Closed Eji1700 closed 4 years ago
Yes you need auth tokens/cookies for you to access the site, thats why it works in a browser but not the type provider.
For save as you want to save the Html of a page? This should work, https://stackoverflow.com/questions/40882331/save-generated-html-using-canopy
Hmm close but seems to have slightly different behavior as it's including all the html tags instead of just giving me the xml. as say, view source would.
Still it hadn't clicked that I could just be running js. I'll see if i can figure out from there.

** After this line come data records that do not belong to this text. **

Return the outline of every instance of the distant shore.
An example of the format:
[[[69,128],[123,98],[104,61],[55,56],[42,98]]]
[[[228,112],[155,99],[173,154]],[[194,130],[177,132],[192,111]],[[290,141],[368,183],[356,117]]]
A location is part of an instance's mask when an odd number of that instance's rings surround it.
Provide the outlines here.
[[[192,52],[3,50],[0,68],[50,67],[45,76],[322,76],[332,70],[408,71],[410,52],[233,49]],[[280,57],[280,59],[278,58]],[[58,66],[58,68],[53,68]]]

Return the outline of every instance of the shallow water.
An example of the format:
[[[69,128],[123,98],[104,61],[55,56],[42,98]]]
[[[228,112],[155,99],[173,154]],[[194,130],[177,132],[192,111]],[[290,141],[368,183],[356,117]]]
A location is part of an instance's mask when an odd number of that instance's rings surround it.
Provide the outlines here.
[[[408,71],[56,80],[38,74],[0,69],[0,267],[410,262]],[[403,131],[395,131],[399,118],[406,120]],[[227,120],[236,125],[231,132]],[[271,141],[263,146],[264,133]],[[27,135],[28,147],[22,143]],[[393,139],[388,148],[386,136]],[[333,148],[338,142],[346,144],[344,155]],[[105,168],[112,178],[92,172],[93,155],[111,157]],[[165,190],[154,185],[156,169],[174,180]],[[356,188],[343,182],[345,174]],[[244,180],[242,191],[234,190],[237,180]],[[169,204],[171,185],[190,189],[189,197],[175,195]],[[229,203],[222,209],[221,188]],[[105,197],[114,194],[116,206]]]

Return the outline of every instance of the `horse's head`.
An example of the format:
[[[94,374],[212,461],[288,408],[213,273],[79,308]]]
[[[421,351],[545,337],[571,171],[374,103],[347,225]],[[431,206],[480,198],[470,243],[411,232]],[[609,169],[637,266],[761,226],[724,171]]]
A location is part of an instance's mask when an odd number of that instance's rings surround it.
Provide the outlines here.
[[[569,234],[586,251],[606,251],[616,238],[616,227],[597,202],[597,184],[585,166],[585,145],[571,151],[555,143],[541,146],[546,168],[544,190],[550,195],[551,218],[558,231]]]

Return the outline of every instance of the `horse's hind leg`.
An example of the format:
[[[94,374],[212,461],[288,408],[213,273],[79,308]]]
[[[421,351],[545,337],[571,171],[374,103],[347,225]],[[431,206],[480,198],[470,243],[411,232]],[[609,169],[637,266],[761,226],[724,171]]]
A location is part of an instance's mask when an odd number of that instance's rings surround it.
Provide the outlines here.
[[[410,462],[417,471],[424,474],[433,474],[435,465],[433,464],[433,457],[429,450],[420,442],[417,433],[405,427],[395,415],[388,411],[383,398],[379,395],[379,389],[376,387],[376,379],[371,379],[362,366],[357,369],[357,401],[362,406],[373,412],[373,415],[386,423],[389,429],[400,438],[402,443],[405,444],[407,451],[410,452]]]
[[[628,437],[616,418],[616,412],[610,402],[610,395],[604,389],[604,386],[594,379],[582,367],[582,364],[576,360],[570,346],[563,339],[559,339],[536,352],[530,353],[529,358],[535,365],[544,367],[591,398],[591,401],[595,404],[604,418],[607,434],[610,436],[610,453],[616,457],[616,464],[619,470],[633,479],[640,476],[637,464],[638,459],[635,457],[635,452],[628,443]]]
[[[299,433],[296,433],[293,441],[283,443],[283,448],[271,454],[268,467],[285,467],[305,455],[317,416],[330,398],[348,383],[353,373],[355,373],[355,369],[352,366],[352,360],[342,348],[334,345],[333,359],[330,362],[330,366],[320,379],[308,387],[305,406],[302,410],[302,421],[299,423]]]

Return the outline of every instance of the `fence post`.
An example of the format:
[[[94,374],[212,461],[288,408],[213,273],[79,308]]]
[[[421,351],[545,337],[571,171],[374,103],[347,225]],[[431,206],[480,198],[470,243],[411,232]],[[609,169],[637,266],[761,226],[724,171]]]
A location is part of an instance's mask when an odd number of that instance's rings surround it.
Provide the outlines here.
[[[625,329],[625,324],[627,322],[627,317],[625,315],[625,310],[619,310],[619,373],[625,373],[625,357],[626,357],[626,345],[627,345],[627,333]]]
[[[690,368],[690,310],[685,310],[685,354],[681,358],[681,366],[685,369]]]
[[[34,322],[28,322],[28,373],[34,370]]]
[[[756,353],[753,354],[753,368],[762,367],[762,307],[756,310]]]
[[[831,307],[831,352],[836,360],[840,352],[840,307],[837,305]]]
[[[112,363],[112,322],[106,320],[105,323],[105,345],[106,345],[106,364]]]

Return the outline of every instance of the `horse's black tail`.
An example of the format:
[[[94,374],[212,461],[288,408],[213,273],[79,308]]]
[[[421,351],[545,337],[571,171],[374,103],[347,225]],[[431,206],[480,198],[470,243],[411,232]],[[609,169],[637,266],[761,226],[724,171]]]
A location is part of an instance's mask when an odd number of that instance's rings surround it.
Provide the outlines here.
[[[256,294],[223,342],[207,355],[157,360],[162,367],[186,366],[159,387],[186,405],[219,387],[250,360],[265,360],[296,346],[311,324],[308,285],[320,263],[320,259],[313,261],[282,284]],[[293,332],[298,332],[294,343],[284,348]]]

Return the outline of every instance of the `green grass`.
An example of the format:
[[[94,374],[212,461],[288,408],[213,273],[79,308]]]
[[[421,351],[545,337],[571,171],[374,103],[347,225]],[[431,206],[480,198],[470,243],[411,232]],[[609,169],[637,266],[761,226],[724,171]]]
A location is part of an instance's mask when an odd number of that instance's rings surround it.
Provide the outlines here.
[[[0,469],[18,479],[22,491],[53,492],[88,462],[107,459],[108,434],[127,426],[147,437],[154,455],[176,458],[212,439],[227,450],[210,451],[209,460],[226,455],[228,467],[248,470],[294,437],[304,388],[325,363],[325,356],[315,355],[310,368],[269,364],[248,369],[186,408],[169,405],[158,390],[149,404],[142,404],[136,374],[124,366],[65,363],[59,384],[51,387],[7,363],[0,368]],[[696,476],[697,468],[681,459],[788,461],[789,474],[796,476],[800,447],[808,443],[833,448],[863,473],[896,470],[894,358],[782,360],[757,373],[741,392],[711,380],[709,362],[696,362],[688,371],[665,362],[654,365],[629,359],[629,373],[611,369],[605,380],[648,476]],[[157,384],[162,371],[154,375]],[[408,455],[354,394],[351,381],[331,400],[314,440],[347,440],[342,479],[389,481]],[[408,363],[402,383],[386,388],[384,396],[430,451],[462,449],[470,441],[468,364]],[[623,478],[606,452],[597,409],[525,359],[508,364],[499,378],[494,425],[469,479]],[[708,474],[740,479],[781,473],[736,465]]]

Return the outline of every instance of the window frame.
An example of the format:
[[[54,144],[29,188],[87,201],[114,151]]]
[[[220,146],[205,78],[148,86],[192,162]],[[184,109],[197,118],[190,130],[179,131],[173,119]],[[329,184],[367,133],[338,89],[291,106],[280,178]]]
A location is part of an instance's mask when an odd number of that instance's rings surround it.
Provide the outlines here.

Actually looking closer it's giving me both the xml version of the page, and the html version right below it, so maybe i can work with this.
Solved.
".pretty-print" |> element |> read gets you the xml, and then you can do what you want with it. In this case i'm shoving it into my pre defined type provided type and manipulating from there.
Use case: I'm logging into one website, then logging into 5+ sub websites, then running reports on each to get xml files.
The reports are "run" by url manipulation, so often it's something like
"url.com/reports/thing.xml?params"
The first problem i'm hitting is that the non automated workflow has you getting the xml report by using right click, save as, and then just saving the page as an xml file. I've got a ruby script that replicates this with mechanize (which has a save as function), but I haven't found any way to do this with Canopy. There was an issue similar to this with pdfs, but in that case there was a button for them to click on to trigger the save.
The second is that i'm only saving these files so that I can loop through them with an xml type provider and shove values from them in a database. I'd love to be able to just pass the url to the type provider (which already has a sample file saved on disk to reference) and go from there, but i don't know of any way to pass my logged in instance of the url. Naturally if i just put the url in, it sees the "you need to log in" page and fails.